The Laugharne fieldtrip went well! As far as I could see. The weather was generally fine, the students were on it, the staff too, and there were no mishaps such as students losing their car keys in the salt marsh, or anyone needing transporting to hospital for some unfortunate injury. But then I left. And not just me; four people left before the coring started. So that was done very understaffed! And we regularly have problems with the coring. The equipment sometimes breaks! This year would be a challenge...
And it was. I heard later the new barrel (replacing last year's broken one) had broken too. And the spare core we had brought was incomplete. And something had gone wrong with the sections we had managed to core before the barrel packed in. Oh dear! Now what?

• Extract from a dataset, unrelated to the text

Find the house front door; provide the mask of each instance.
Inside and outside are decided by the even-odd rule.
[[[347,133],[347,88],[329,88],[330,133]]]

Suzie walked into my office, wondering what mood I was in. Oh dear. That promised bad things. Then it came out: would I be willing to aid in somehow getting a core log to the students? We discussed the options. And we settled on me doing a log of the 2016 core, which I hadn't even helped core. I suppose Jaco did the honours that year! And we ask the students to log the sections on an A4 each, and then summarise that all one one A4. If we do this for real, say, on the James Cook, we need some 3 A3s for such a core so doing it on 1 A4 (I would skip the 7 A4s stage) would a bit weird. But the fastest way!
It still wasn't overly fast. I had to go get the core from the cold store. I carried everything in one go! And regretted that. My arms were sore by the time I reached the lab. Then I got my stuff together: core log sheet, pencil, eraser, radio, ruler. And set to work! And let David know I was doing it; he could come in and take a good core pic. And he did!
As it all had to fit on one A4 the writing would have to be small. But still legible! So that sort of meant I had to make the final log digital. That took a fair while too. But then in the end we had a log! And I'm sure it'll come in handy for years to come. And I had rather prepare my lectures but that's the life of a scientist!